Via al restauro dello Statuto Comunale di Todi del 1275
Si tratta del più antico dell'Umbria: l'intervento finanziato dal Ministero della Cultura Nel 2025 il documento compirà 750 anni, anniversario che vedrà iniziative di valorizzazione
Quello che verrà eseguito nel corso del 2024 da personale in possesso dei necessari requisiti culturali e professionali, rappresenta un ulteriore significativo intervento che va a completare l'importante lavoro di digitalizzazione degli Statuti realizzato in tempi recenti dalla stessa Soprintendenza e consultabile on line al sito www.sabu.cultura.gov.it.
Nell'Archivio Comunale di Todi si è già proceduto nel 2023 alla digitalizzazione del Fondo Diplomatico, con l'acquisizione di circa 10 mila immagini. Un lavoro che ha riguardato 822 pergamene sciolte e 33 registri per un totale di 597 carte cui va aggiunto il Registrum Vetus Instrumentorum, composto di 290 fogli, con bolle pontificie, atti notarili e documenti comunali di carattere amministrativo e giudiziario attraverso cui è possibile ricostruire la storia del Comune medievale e delle sue vicende storico istituzionali dal 1208 al 1620.

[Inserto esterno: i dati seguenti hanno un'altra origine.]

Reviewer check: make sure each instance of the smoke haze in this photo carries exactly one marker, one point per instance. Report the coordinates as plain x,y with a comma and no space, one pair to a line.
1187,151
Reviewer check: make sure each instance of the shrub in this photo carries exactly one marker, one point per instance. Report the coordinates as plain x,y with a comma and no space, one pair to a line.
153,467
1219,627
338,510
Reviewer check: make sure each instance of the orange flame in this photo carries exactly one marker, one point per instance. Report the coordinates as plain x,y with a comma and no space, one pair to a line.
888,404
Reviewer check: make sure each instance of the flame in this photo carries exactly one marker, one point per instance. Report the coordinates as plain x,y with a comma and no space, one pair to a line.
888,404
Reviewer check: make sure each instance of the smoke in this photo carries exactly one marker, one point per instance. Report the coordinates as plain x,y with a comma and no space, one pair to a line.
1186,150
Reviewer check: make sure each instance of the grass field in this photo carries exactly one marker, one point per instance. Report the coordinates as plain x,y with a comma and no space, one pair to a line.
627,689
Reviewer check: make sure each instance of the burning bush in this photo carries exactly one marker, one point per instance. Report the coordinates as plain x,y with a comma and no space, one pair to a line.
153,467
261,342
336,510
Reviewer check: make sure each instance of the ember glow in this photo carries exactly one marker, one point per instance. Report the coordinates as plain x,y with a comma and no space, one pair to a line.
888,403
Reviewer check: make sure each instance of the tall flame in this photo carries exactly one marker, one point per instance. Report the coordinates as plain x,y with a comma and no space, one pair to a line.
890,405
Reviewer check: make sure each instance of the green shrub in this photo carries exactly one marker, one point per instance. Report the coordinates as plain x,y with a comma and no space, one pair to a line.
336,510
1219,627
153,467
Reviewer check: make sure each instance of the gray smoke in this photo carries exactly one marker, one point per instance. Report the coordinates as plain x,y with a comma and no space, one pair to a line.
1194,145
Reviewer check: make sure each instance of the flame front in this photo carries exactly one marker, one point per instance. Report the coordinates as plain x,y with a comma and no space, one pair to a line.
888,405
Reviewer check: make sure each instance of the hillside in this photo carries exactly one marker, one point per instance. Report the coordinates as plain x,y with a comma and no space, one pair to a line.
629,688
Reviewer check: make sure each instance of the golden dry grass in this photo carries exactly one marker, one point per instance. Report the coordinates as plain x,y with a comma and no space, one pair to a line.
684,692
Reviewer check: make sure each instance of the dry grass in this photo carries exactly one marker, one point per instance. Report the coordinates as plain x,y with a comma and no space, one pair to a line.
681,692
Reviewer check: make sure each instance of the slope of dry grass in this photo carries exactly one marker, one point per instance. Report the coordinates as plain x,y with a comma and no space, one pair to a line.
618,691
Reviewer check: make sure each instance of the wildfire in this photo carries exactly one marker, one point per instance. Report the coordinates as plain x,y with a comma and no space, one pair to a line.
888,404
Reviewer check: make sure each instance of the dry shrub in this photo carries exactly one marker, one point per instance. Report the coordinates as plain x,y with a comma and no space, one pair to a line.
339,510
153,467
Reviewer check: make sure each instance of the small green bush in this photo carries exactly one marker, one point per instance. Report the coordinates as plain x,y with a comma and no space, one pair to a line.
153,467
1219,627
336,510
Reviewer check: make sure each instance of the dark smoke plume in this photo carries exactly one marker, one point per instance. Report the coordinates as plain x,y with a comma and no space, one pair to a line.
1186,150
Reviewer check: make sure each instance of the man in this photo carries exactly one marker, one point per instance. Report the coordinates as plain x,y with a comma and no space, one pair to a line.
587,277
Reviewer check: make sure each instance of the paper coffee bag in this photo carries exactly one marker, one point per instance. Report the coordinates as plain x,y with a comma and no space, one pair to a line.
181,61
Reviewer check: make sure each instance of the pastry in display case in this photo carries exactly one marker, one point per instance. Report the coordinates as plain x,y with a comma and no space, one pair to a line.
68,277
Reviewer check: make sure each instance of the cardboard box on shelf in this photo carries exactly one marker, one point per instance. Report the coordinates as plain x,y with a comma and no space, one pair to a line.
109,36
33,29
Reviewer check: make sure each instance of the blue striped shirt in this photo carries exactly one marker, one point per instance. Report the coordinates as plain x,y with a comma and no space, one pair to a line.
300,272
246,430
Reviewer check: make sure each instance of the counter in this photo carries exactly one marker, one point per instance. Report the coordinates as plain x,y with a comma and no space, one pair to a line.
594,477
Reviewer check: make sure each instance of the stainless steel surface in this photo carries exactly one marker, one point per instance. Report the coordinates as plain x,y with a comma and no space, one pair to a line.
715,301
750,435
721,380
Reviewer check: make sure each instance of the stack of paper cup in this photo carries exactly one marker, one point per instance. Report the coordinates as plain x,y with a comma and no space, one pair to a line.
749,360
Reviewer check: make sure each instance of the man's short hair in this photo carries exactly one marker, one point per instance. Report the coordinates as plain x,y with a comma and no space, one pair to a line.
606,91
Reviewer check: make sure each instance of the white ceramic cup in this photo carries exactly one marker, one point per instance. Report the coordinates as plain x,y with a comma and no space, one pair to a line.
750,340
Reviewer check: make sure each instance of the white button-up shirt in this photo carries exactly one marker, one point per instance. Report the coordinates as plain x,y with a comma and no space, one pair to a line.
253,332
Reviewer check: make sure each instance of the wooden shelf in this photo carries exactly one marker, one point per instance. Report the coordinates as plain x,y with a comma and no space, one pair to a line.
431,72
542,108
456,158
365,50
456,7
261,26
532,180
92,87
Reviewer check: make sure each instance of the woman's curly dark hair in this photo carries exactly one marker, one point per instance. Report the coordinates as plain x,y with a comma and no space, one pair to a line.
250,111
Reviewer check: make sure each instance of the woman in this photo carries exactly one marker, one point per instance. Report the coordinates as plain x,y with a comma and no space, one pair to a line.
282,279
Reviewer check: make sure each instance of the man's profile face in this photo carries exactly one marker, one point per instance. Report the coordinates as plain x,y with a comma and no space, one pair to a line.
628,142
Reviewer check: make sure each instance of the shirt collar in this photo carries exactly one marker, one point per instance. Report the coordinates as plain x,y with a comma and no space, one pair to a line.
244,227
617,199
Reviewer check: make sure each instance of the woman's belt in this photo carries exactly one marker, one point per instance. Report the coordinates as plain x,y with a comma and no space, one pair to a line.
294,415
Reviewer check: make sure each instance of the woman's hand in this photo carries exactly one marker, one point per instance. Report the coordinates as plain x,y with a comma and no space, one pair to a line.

La storia del Fondo è legata alle vicende del fondo antico dell'Archivio Comunale di Todi, che sin dall'inizio è stato definito "Archivio Segreto di San Fortunato" in quanto ai francescani Minori Conventuali che per secoli abitarono il convento di San Fortunato fu delegato, fin da 1278, il compito di conservare i più importanti documenti comunali in uno speciale armarium.
L'imminente restauro dello Statuto del 1275 costituisce un ulteriore passo verso una maggiore fruizione, ad un pubblico sempre più ampio, del patrimonio storico-culturale del quale è custode il direttore dell'Archivio Storico Filippo Orsini.